– Мам, это… как…
– Наноароматизаторы и хроночастицы. Они цепляются за твои воспоминания и делают вкус таким, каким захочешь ты.
Мальчишка в прожженном комбинезоне, тот самый, что танцевал с голограммой птицы, замер рядом, уставившись на банку в руках Сары через окно. Его лицо, испачканное сажей и гарью, светилось жадным любопытством. Он облизнул потрескавшиеся губы, а его живот предательски заурчал.
– Мам, можно ему? – Сара потянула мать за рукав, показывая на мальчишку.
Женщина взглянула на его стоптанные ботинки, на пуговицы из старых микросхем, пришитые к комбинезону вместо украшений, затем прощупала мешочек с хронопылью, немного помолчала и кивнула:
– Для этого оно и нужно, дорогая.
Она достала новую банку, встряхнула, и термопленка скафандра зашипела, выпуская облако морозного пара.
– Твоя очередь, – Они вышли на улицу, и женщина протянула мальчику ложку, сделанную из обломка антенны. – Думай о самом сладком, что помнишь.
Мальчишка сгреб шарик и сунул в рот. Его глаза расширились:
– Это… это ж бабушкин пирог! С вишнями из ее сада! – он засмеялся, и вдруг над банкой возникла голограмма. Седая женщина в фартуке, помешивающая дымящийся чан.
– Хроночастицы вытянули это из твоей памяти, – объяснила женщина, поправляя чип на банке. – Они находят то, что спрятано глубоко внутри.
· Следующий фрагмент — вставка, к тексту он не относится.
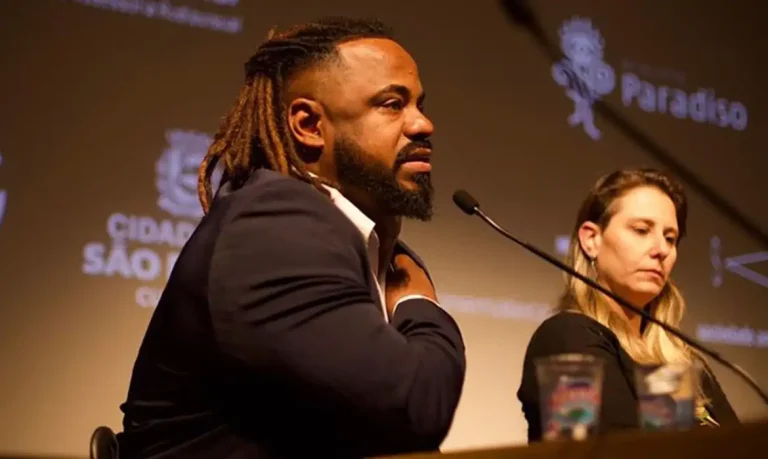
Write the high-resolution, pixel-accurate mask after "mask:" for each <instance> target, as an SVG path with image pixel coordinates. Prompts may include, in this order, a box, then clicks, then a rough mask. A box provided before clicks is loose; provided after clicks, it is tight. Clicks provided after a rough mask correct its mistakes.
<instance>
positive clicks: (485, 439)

К ним потянулись другие. Старик с фотографией взял шарик дрожащими пальцами. Когда он положил его на язык, голограмма сына-шахтера обняла его. Это был призрак в заляпанной углем робе. Старик зарыдал, но это были слезы, от которых сердце, способное любить, находит умиротворение.
Девушка с кибер-рукой выхватила банку, не дожидаясь очереди. Ее шарик стал черным, как космос, и взорвался вкусом запретного кофе, который пили на орбитальных станциях до эры синтетиков.
– Я.… я же клялась, что это лишь сон, – прошептала она, а ее имплант замигал, проецируя карту забытых звездных маршрутов.
– Мам, смотри! – Сара указала на женщину с младенцем. Та осторожно обмакнула палец в мороженое и коснулась губ ребенка. Малыш засмеялся, а вокруг его коляски расцвели голограммы бабочек. Синих, как небо, которого никто здесь не видел.
Женщина не успевала наполнять банки. Она высыпала последнюю щепотку хронопыли в коробку, и шарики стали множиться сами, впитывая желания толпы:
Сара вертелась между людьми, раздавая мороженое, как волшебный пропуск в прошлое. Каждый шарик становился искрой, зажигавшей глаза.
– Ты как… как Элиас, – пробормотал мальчишка, слизывая последние капли с банки. – Только вместо Луны – мороженка.
Женщина рассмеялась, обнимая дочь. Шрам-спираль на ее запястье светился, как маяк.
– Он носил Луну, а мы носим память. И иногда… – она подмигнула Саре, – это вкуснее.
Люди уже не смотрели вверх. Они закрывали глаза, смаковали мгновения, и в ржавых трущобах расцветали сады, которых не могла уничтожить даже «Селен-Индастриз».
Когда все разошлись, а Сара лежала в своей постели, вдалеке, на краю «Ржавого Пояса», взорвался последний фейерверк. И все затихло.
Женщина пожелала приятных снов, поцеловала дочь и уже собиралась уходить, но Сара вцепилась в край платья матери, пропитанного машинным маслом.
– Мама, расскажи, как он это сделал! Элиас Веренн… расскажи про него.
Женщина замерла, ее тень дрожала в свете лампы. Шрам-спираль бешено пульсировал под кожей, словно пытался сбежать.
– Доченька, это долгая история… – она обернулась, и Сара увидела в ее глазах блеск.
– Пожалуйста! – девочка вскочила на кровати, сминая одеяло. – Хоть кусочек!
Женщина вздохнула, поймав взгляд на трещине в потолке, той самой, что образовалась в день, когда «Селен-Индастриз» бомбила Ржавый Пояс.